亚洲男人的天堂2018av,欧美草比,久久久久久免费视频精选,国色天香在线看免费,久久久久亚洲av成人片仓井空

Large Language Models (LLMs) possess impressive capabilities to generate meaningful code snippets given natural language intents in zero-shot, i.e., without the need for specific fine-tuning. In the perspective of unleashing their full potential, prior work has demonstrated the benefits of fine-tuning the models to task-specific data. However, fine-tuning process demands heavy computational costs and is intractable when resources are scarce, especially for models with billions of parameters. In light of these challenges, previous studies explored In-Context Learning (ICL) as an effective strategy to generate contextually appropriate code without fine-tuning. However, it operates at inference time and does not involve learning task-specific parameters, potentially limiting the model's performance on downstream tasks. In this context, we foresee that Parameter-Efficient Fine-Tuning (PEFT) techniques carry a high potential for efficiently specializing LLMs to task-specific data. In this paper, we deliver a comprehensive study of LLMs with the impact of PEFT techniques under the automated code generation scenario. Our experimental results reveal the superiority and potential of such techniques over ICL on a wide range of LLMs in reducing the computational burden and improving performance. Therefore, the study opens opportunities for broader applications of PEFT in software engineering scenarios.

相關內容

Large language models (LLMs) specializing in natural language generation (NLG) have recently started exhibiting promising capabilities across a variety of domains. However, gauging the trustworthiness of responses generated by LLMs remains an open challenge, with limited research on uncertainty quantification (UQ) for NLG. Furthermore, existing literature typically assumes white-box access to language models, which is becoming unrealistic either due to the closed-source nature of the latest LLMs or computational constraints. In this work, we investigate UQ in NLG for black-box LLMs. We first differentiate uncertainty vs confidence: the former refers to the "dispersion" of the potential predictions for a fixed input, and the latter refers to the confidence on a particular prediction/generation. We then propose and compare several confidence/uncertainty metrics, applying them to selective NLG where unreliable results could either be ignored or yielded for further assessment. Experiments were carried out with several popular LLMs on question-answering datasets (for evaluation purposes). Results reveal that a simple metric for the semantic dispersion can be a reliable predictor of the quality of LLM responses, providing valuable insights for practitioners on uncertainty management when adopting LLMs. The code to replicate our experiments is available at //github.com/zlin7/UQ-NLG.

In the quest to advance human-centric natural language generation (NLG) systems, ensuring alignment between NLG models and human preferences is crucial. For this alignment, current popular methods leverage a reinforcement learning (RL) approach with a reward model trained on feedback from humans. However, inherent disagreements due to the subjective nature of human preferences pose a significant challenge for training the reward model, resulting in a deterioration of the NLG performance. To tackle this issue, previous approaches typically rely on majority voting or averaging to consolidate multiple inconsistent preferences into a merged one. Although straightforward to understand and execute, such methods suffer from an inability to capture the nuanced degrees of disaggregation among humans and may only represent a specialized subset of individuals, thereby lacking the ability to quantitatively disclose the universality of human preferences. To address this challenge, this paper proposes a novel approach, which employs a Bayesian framework to account for the distribution of disagreements among human preferences as training a preference model, and names it as d-PM. Besides, considering the RL strategy's inefficient and complex training process over the training efficiency, we further propose utilizing the contrastive learning strategy to train the NLG model with the preference scores derived from the d-PM model.

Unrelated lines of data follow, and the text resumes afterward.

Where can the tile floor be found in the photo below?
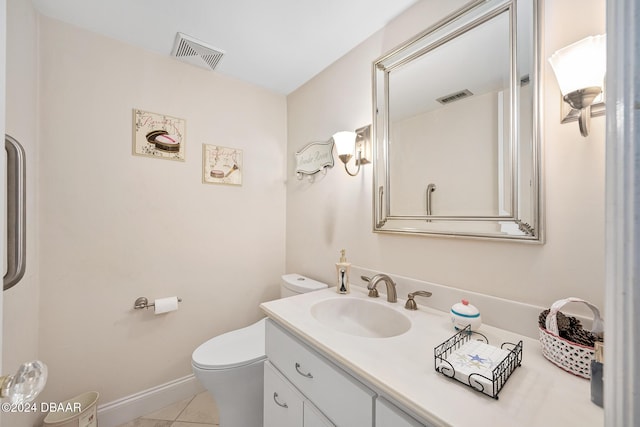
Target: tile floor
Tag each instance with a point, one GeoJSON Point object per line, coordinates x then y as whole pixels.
{"type": "Point", "coordinates": [197, 411]}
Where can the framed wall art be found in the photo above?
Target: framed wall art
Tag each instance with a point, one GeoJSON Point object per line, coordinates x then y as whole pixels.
{"type": "Point", "coordinates": [221, 165]}
{"type": "Point", "coordinates": [158, 135]}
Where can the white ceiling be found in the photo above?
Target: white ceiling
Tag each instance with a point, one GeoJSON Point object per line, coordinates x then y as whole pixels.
{"type": "Point", "coordinates": [276, 44]}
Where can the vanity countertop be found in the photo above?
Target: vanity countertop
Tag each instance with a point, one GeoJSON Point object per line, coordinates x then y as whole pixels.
{"type": "Point", "coordinates": [538, 394]}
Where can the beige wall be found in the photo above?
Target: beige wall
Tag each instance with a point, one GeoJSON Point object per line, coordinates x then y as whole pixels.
{"type": "Point", "coordinates": [443, 137]}
{"type": "Point", "coordinates": [335, 212]}
{"type": "Point", "coordinates": [20, 308]}
{"type": "Point", "coordinates": [114, 226]}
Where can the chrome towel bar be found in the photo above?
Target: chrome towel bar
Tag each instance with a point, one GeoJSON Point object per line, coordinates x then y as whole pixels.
{"type": "Point", "coordinates": [16, 213]}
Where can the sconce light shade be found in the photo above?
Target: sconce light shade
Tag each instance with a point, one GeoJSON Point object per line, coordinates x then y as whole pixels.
{"type": "Point", "coordinates": [580, 69]}
{"type": "Point", "coordinates": [345, 143]}
{"type": "Point", "coordinates": [349, 143]}
{"type": "Point", "coordinates": [581, 64]}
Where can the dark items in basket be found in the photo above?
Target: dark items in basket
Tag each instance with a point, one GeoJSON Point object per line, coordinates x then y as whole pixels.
{"type": "Point", "coordinates": [570, 329]}
{"type": "Point", "coordinates": [489, 384]}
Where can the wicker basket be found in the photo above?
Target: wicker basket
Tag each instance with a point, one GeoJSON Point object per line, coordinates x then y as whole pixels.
{"type": "Point", "coordinates": [572, 357]}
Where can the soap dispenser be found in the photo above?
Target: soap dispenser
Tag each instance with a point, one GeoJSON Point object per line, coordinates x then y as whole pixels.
{"type": "Point", "coordinates": [342, 269]}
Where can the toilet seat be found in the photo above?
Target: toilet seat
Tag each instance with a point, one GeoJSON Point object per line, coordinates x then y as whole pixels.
{"type": "Point", "coordinates": [233, 349]}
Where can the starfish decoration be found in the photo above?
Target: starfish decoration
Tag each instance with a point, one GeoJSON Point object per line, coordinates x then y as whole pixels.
{"type": "Point", "coordinates": [477, 358]}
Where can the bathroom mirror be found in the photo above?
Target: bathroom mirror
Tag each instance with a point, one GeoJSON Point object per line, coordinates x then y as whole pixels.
{"type": "Point", "coordinates": [456, 127]}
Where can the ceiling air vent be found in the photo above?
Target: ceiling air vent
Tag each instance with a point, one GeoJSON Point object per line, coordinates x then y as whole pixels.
{"type": "Point", "coordinates": [455, 97]}
{"type": "Point", "coordinates": [195, 52]}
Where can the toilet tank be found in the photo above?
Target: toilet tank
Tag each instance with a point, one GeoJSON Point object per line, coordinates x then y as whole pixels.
{"type": "Point", "coordinates": [294, 284]}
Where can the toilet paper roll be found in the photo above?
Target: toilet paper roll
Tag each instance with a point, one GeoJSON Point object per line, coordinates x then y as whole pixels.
{"type": "Point", "coordinates": [165, 305]}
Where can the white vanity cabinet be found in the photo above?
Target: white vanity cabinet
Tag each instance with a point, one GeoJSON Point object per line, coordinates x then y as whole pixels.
{"type": "Point", "coordinates": [343, 399]}
{"type": "Point", "coordinates": [314, 418]}
{"type": "Point", "coordinates": [389, 415]}
{"type": "Point", "coordinates": [284, 406]}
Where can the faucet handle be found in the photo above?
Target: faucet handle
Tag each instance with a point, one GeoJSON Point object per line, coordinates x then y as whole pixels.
{"type": "Point", "coordinates": [411, 304]}
{"type": "Point", "coordinates": [373, 292]}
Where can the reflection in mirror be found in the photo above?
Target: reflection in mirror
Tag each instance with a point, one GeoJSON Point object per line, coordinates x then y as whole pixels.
{"type": "Point", "coordinates": [457, 150]}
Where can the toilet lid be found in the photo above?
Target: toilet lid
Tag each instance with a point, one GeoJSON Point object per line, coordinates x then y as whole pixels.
{"type": "Point", "coordinates": [232, 349]}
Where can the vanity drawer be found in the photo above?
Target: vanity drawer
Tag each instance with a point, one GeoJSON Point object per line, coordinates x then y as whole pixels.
{"type": "Point", "coordinates": [342, 398]}
{"type": "Point", "coordinates": [283, 405]}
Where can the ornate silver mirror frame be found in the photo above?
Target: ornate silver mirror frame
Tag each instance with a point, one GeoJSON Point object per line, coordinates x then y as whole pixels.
{"type": "Point", "coordinates": [516, 208]}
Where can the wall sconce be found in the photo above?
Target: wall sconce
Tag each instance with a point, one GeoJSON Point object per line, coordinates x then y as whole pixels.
{"type": "Point", "coordinates": [580, 69]}
{"type": "Point", "coordinates": [26, 384]}
{"type": "Point", "coordinates": [349, 143]}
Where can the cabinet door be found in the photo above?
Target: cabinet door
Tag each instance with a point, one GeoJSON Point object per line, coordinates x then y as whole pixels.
{"type": "Point", "coordinates": [337, 394]}
{"type": "Point", "coordinates": [389, 415]}
{"type": "Point", "coordinates": [314, 418]}
{"type": "Point", "coordinates": [283, 404]}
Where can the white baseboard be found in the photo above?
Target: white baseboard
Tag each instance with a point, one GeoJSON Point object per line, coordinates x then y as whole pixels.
{"type": "Point", "coordinates": [128, 408]}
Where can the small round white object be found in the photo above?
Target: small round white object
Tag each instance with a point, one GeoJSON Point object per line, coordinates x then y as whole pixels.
{"type": "Point", "coordinates": [463, 314]}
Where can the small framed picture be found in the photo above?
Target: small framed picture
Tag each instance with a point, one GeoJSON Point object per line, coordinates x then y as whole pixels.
{"type": "Point", "coordinates": [221, 165]}
{"type": "Point", "coordinates": [158, 135]}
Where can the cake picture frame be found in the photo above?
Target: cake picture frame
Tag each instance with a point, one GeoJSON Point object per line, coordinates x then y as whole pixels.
{"type": "Point", "coordinates": [159, 136]}
{"type": "Point", "coordinates": [221, 165]}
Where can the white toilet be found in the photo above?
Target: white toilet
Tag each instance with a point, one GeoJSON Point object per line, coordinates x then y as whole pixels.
{"type": "Point", "coordinates": [231, 365]}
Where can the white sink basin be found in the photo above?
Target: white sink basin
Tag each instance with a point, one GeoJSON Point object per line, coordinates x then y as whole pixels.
{"type": "Point", "coordinates": [360, 317]}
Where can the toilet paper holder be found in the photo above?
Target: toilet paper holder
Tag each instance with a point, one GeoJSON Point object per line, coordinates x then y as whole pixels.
{"type": "Point", "coordinates": [143, 302]}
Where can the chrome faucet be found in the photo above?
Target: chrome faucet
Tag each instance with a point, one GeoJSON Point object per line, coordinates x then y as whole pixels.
{"type": "Point", "coordinates": [373, 282]}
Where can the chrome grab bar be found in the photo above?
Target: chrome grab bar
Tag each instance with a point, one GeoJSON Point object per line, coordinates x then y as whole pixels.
{"type": "Point", "coordinates": [16, 213]}
{"type": "Point", "coordinates": [430, 189]}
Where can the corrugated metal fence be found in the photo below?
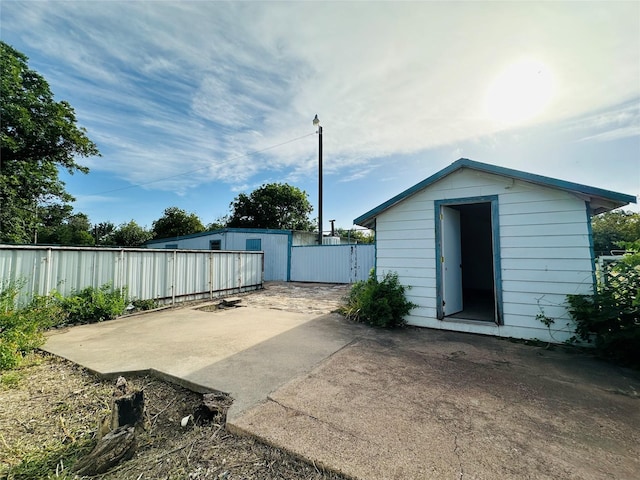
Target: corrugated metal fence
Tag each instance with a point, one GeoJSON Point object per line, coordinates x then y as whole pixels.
{"type": "Point", "coordinates": [167, 276]}
{"type": "Point", "coordinates": [331, 263]}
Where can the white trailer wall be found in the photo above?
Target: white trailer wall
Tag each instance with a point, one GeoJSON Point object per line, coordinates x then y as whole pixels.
{"type": "Point", "coordinates": [332, 263]}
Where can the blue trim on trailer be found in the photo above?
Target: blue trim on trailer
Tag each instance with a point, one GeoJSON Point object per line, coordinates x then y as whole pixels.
{"type": "Point", "coordinates": [289, 246]}
{"type": "Point", "coordinates": [623, 199]}
{"type": "Point", "coordinates": [221, 231]}
{"type": "Point", "coordinates": [592, 251]}
{"type": "Point", "coordinates": [495, 243]}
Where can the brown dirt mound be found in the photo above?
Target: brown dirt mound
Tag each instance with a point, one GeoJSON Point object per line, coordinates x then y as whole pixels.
{"type": "Point", "coordinates": [50, 409]}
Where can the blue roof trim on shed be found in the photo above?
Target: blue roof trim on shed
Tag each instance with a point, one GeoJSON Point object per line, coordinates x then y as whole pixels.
{"type": "Point", "coordinates": [221, 230]}
{"type": "Point", "coordinates": [620, 199]}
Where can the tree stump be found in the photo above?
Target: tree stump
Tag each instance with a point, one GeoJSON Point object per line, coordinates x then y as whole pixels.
{"type": "Point", "coordinates": [114, 447]}
{"type": "Point", "coordinates": [119, 442]}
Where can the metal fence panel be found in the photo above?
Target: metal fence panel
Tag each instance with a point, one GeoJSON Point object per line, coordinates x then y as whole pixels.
{"type": "Point", "coordinates": [332, 263]}
{"type": "Point", "coordinates": [167, 276]}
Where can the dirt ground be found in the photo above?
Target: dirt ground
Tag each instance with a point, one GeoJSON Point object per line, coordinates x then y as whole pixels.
{"type": "Point", "coordinates": [50, 410]}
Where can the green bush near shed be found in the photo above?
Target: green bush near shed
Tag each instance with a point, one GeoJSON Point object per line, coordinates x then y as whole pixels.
{"type": "Point", "coordinates": [610, 318]}
{"type": "Point", "coordinates": [378, 303]}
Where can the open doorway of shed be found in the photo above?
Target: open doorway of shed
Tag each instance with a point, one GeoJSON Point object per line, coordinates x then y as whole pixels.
{"type": "Point", "coordinates": [468, 283]}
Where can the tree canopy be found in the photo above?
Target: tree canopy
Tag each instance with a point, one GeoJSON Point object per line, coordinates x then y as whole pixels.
{"type": "Point", "coordinates": [612, 227]}
{"type": "Point", "coordinates": [130, 235]}
{"type": "Point", "coordinates": [176, 222]}
{"type": "Point", "coordinates": [60, 226]}
{"type": "Point", "coordinates": [37, 136]}
{"type": "Point", "coordinates": [274, 205]}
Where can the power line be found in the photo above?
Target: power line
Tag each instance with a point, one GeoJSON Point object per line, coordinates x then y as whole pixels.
{"type": "Point", "coordinates": [202, 168]}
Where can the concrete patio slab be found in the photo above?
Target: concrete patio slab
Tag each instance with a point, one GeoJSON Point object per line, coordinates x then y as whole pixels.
{"type": "Point", "coordinates": [420, 404]}
{"type": "Point", "coordinates": [245, 352]}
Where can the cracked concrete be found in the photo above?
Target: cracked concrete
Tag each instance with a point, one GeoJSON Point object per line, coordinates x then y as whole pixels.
{"type": "Point", "coordinates": [419, 403]}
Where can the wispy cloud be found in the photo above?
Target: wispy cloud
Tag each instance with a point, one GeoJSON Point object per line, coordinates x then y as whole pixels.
{"type": "Point", "coordinates": [172, 87]}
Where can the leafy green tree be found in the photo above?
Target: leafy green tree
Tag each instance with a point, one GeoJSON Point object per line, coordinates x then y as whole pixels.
{"type": "Point", "coordinates": [61, 227]}
{"type": "Point", "coordinates": [611, 228]}
{"type": "Point", "coordinates": [103, 233]}
{"type": "Point", "coordinates": [359, 236]}
{"type": "Point", "coordinates": [219, 224]}
{"type": "Point", "coordinates": [37, 137]}
{"type": "Point", "coordinates": [130, 235]}
{"type": "Point", "coordinates": [176, 222]}
{"type": "Point", "coordinates": [273, 205]}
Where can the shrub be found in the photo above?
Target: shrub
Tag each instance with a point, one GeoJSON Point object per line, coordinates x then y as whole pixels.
{"type": "Point", "coordinates": [91, 305]}
{"type": "Point", "coordinates": [378, 303]}
{"type": "Point", "coordinates": [610, 318]}
{"type": "Point", "coordinates": [21, 329]}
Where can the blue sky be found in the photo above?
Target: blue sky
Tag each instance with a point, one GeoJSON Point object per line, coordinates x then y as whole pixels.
{"type": "Point", "coordinates": [192, 103]}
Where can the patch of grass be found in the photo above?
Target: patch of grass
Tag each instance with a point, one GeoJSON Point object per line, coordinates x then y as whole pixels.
{"type": "Point", "coordinates": [53, 461]}
{"type": "Point", "coordinates": [10, 379]}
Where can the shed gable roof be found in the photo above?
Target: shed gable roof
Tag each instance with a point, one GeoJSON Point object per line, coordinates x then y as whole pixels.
{"type": "Point", "coordinates": [601, 200]}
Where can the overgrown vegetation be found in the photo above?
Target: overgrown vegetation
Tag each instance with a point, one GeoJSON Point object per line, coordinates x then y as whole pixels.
{"type": "Point", "coordinates": [49, 421]}
{"type": "Point", "coordinates": [91, 305]}
{"type": "Point", "coordinates": [610, 318]}
{"type": "Point", "coordinates": [378, 303]}
{"type": "Point", "coordinates": [22, 328]}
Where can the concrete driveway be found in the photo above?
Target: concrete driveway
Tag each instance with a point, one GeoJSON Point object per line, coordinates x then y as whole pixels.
{"type": "Point", "coordinates": [372, 404]}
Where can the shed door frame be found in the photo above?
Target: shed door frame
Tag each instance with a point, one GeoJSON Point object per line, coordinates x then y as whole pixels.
{"type": "Point", "coordinates": [439, 206]}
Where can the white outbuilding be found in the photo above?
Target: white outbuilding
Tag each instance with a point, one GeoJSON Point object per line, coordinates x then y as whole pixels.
{"type": "Point", "coordinates": [489, 250]}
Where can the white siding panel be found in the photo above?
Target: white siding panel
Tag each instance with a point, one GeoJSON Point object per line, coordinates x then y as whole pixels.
{"type": "Point", "coordinates": [556, 254]}
{"type": "Point", "coordinates": [526, 230]}
{"type": "Point", "coordinates": [543, 218]}
{"type": "Point", "coordinates": [547, 264]}
{"type": "Point", "coordinates": [546, 241]}
{"type": "Point", "coordinates": [545, 251]}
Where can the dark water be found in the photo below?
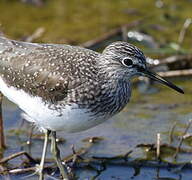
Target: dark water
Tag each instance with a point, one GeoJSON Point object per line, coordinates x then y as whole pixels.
{"type": "Point", "coordinates": [74, 22]}
{"type": "Point", "coordinates": [144, 117]}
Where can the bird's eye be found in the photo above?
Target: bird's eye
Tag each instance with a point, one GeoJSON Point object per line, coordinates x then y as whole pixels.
{"type": "Point", "coordinates": [127, 62]}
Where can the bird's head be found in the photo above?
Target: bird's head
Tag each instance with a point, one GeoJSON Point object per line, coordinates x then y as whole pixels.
{"type": "Point", "coordinates": [124, 60]}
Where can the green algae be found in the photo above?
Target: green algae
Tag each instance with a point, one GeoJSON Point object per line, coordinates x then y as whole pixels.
{"type": "Point", "coordinates": [72, 21]}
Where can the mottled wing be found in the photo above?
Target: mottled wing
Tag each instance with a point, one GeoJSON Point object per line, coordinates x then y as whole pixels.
{"type": "Point", "coordinates": [48, 71]}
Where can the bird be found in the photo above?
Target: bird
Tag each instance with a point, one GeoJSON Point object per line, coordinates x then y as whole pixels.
{"type": "Point", "coordinates": [69, 88]}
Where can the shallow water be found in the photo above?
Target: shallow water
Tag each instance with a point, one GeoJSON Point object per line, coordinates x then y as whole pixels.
{"type": "Point", "coordinates": [75, 22]}
{"type": "Point", "coordinates": [144, 117]}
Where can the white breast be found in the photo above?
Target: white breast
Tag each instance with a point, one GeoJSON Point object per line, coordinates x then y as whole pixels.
{"type": "Point", "coordinates": [70, 119]}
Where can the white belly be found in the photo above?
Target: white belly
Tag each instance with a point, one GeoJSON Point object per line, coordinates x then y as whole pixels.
{"type": "Point", "coordinates": [70, 119]}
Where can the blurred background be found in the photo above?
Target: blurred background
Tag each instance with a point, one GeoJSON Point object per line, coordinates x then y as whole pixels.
{"type": "Point", "coordinates": [163, 30]}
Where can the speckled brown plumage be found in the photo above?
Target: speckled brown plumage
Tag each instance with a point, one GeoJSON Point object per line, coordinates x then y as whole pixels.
{"type": "Point", "coordinates": [62, 74]}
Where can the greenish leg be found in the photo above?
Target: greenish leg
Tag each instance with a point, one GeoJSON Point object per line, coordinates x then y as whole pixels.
{"type": "Point", "coordinates": [40, 168]}
{"type": "Point", "coordinates": [56, 154]}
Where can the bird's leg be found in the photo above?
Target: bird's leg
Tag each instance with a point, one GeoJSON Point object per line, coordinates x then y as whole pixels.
{"type": "Point", "coordinates": [40, 168]}
{"type": "Point", "coordinates": [56, 154]}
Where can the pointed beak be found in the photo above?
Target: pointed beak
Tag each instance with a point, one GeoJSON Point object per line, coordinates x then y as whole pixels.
{"type": "Point", "coordinates": [158, 78]}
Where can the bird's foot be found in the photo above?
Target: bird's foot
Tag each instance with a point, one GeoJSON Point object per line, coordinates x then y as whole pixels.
{"type": "Point", "coordinates": [76, 156]}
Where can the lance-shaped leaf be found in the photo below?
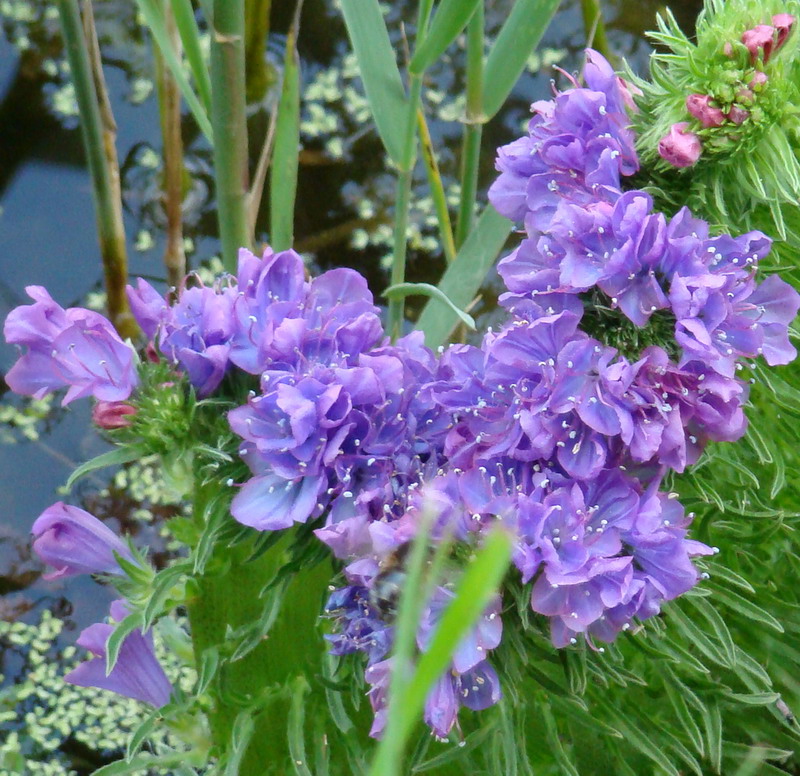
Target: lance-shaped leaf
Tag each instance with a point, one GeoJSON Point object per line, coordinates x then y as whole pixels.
{"type": "Point", "coordinates": [400, 290]}
{"type": "Point", "coordinates": [519, 35]}
{"type": "Point", "coordinates": [465, 275]}
{"type": "Point", "coordinates": [379, 73]}
{"type": "Point", "coordinates": [451, 17]}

Extensive experiments on two human-centric NLG tasks, i.e., emotional support conversation and integrity "Rule-of-Thumb" generation, show that our method consistently exceeds previous SOTA models in both automatic and human evaluations.

Recent development of large language models (LLMs) for code like CodeX and CodeT5+ demonstrates tremendous promise in achieving code intelligence. Their ability of synthesizing code that completes a program for performing a pre-defined task has been intensively tested and verified on benchmark datasets including HumanEval and MBPP. Yet, evaluation of these LLMs from more perspectives (than just program synthesis) is also anticipated, considering their broad scope of applications in software engineering. In this paper, we explore the ability of LLMs for testing programs/code. By performing thorough analyses of recent LLMs for code in program testing, we show a series of intriguing properties of these models and demonstrate how program testing ability of LLMs can be improved. Following recent work which utilizes generated test cases to enhance program synthesis, we further leverage our findings in improving the quality of the synthesized programs and show +11.77% and +4.22% higher code pass rates on HumanEval+ comparing with the GPT-3.5-turbo baseline and the recent state-of-the-art, respectively.

Large language models (LLMs) have recently attracted considerable interest for their ability to perform complex reasoning tasks, such as chain-of-thought reasoning. However, most of the existing approaches to enhance this ability rely heavily on data-driven methods, while neglecting the structural aspects of the model's reasoning capacity. We find that while LLMs can manage individual reasoning steps well, they struggle with maintaining consistency across an entire reasoning chain. To solve this, we introduce 'planning tokens' at the start of each reasoning step, serving as a guide for the model. These token embeddings are then fine-tuned along with the rest of the model parameters. Our approach requires a negligible increase in trainable parameters (just 0.001%) and can be applied through either full fine-tuning or a more parameter-efficient scheme. We demonstrate our method's effectiveness by applying it to three different LLMs, showing notable accuracy improvements across three math word problem datasets w.r.t. plain chain-of-thought fine-tuning baselines.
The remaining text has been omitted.